JF Ptak Science Books Quick Post
This is perhaps the greatest monument ever erected to the porcupine--of course it may be the only monument ever erected to the porcupine, but it is undeniably monumental. This unusual image was published in Strassburg in 1604 in Joseph Boillot's (1546-1603) sumptuous New Termis Buch (first printed in 1592 as a Nouveaux pourtraits et figures de termes). It is a bestiary of sorts, a very curious book, offering real and imaginary animals together in alabastered, marblized, memorialized, architectural form, with the great hope of offering them to fellow engineers and builders for incorporation into the real world. Or perhaps not, perhaps it was all just done in fun, an exercise, an experience, an artistic creation wrapped inside the fundus of a great Baroque eyeball.

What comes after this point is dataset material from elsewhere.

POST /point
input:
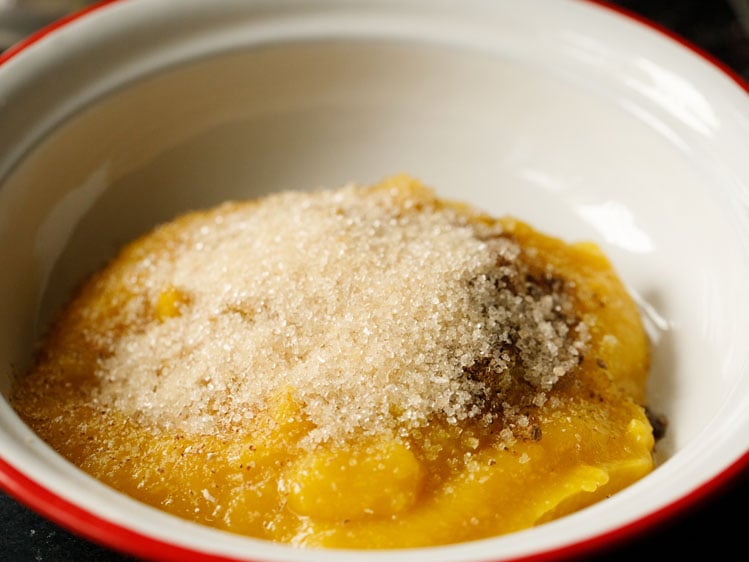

The end result is the Boillot produced some extraordinary beasts, wrapping them in extraordinary garments, surrounded by other wonderful animals real and not, and elevated to extraordinary heights. The powerful unicorn, draped with the vicious but subdued lion; the ass, regal, judicious, pensive, thoughtful, kept in place, or warm, by a dragon. Then of course there is the porcupine, absolutely magnificently appointed with spikes kept by by dogs, supported at all levels by the creatures.